Djokovic Reveals What 'Is More Important Than Winning Or Losing'
Novak Djokovic suffered a stinging defeat on Saturday evening in the semi-finals of the Nitto ATP Finals against Alexander Zverev, but he still had a big smile on his face as he embraced the German at the net.
They are foes on the court, but friends off it with plenty of respect for one another win or lose.
“Of course we want to win against each other, but there is that respect and appreciation for each other that is more important than winning or losing. That's something that I always had with Sascha. I really appreciate that,” Djokovic said. “I wish him all the best. He's a great guy, fantastic tennis player, I'm sure soon to be a Grand Slam champion.”
Zverev also ended Djokovic’s dreams of completing a Golden Slam earlier this year in the semi-finals of the Tokyo Olympics. Although the Serbian was disappointed not to triumph in Turin and tie Roger Federer’s record for most Nitto ATP Finals titles (6), he did not show it when congratulating the 2018 champion.
“Sascha is also a friend off the court. We get along very well. Not easy to be very close obviously when you're rivals, playing that much against each other on the biggest stage,” Djokovic said. “But we talk a lot about life, about a lot of different things. I'm always happy to share some of my experiences with him.

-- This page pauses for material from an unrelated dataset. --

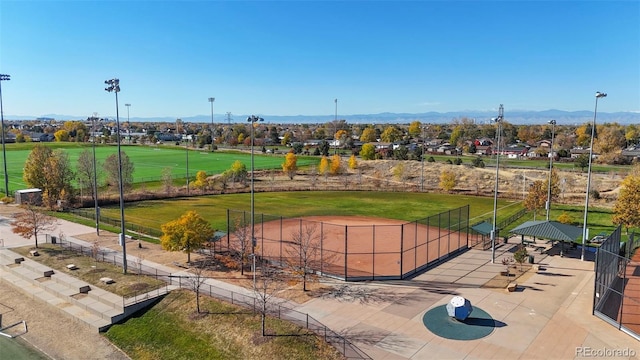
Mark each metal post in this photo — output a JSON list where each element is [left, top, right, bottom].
[[105, 79, 127, 274], [420, 127, 425, 191], [0, 74, 11, 197], [209, 98, 216, 151], [247, 115, 264, 264], [491, 104, 504, 264], [580, 91, 607, 261], [333, 99, 338, 154], [546, 120, 556, 221], [124, 104, 131, 144], [91, 114, 100, 236]]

We've always had a wonderful relationship.”
Djokovic dominated on his serve for much of the match — he won 87 per cent of his first-serve points, fired 15 aces and was only broken once. But Zverev also served well, taking 63 per cent of his second-serve points. One of those second-serve points came when the German faced break point at 4-2 in the third set, and he got out of trouble when the World No. 1 launched a neutral forehand long.

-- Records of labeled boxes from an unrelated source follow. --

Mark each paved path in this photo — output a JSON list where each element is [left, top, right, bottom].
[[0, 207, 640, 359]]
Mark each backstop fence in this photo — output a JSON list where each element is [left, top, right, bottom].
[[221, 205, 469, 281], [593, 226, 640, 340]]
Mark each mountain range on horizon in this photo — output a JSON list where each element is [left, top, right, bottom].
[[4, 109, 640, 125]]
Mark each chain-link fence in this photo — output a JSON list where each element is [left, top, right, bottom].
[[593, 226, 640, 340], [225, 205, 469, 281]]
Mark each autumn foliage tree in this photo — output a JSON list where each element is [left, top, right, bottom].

“He's one of the best servers in the world… He showed tonight why that is a fact. He got himself out of trouble a few times with [his] serve,” Djokovic said. “I was serving pretty good, as well. I just had the one very bad game in the third set. Three forehands, one backhand unforced error, really from pretty easy positions. [I] just really wasted the match in that game. Even though I thought it was quite even, had some chances to come back, 2-4 down in the third, just missed again, a forehand long.
“[It was a] tough match. But I enjoyed it. I thought it was a really good battle, really high-quality tennis. We pushed each other, as we always do.”
The match lasted two hours and 28 minutes, but Djokovic was adamant he was not tired. He simply played one bad game in the decider and it cost him.
“I could have gone for another few hours, no problem. It was just a bad game, 2-1 down in the third set, a very bad game, four unforced errors,” Djokovic said. “In the conditions like this where you have one of the biggest servers in the game, it's just difficult to come back from that. That's all it is.”
Djokovic still had a tremendous season. In 2021, he broke Federer’s mark for the most weeks at World No. 1 and finished atop the year-end FedEx ATP Rankings for a record-breaking seventh time — passing his idol, Pete Sampras.
The recent Rolex Paris Masters champion also claimed three major titles at the Australian Open, Roland Garros and Wimbledon to draw level with Federer and Rafael Nadal for the most in history with 20. This was also his 10th trip to the semi-finals of the season finale.
“It was a great season, no doubt. I did not play many tournaments, but still managed to end the year at No. 1 for the seventh time, broke records for the year-end No. 1, historic No. 1, won three out of [the] four Slams,” Djokovic said. “The year was phenomenal. Maybe could have done better in some other ATP events. But all in all really good ending of the season as well with a title in Paris and semi-finals here.”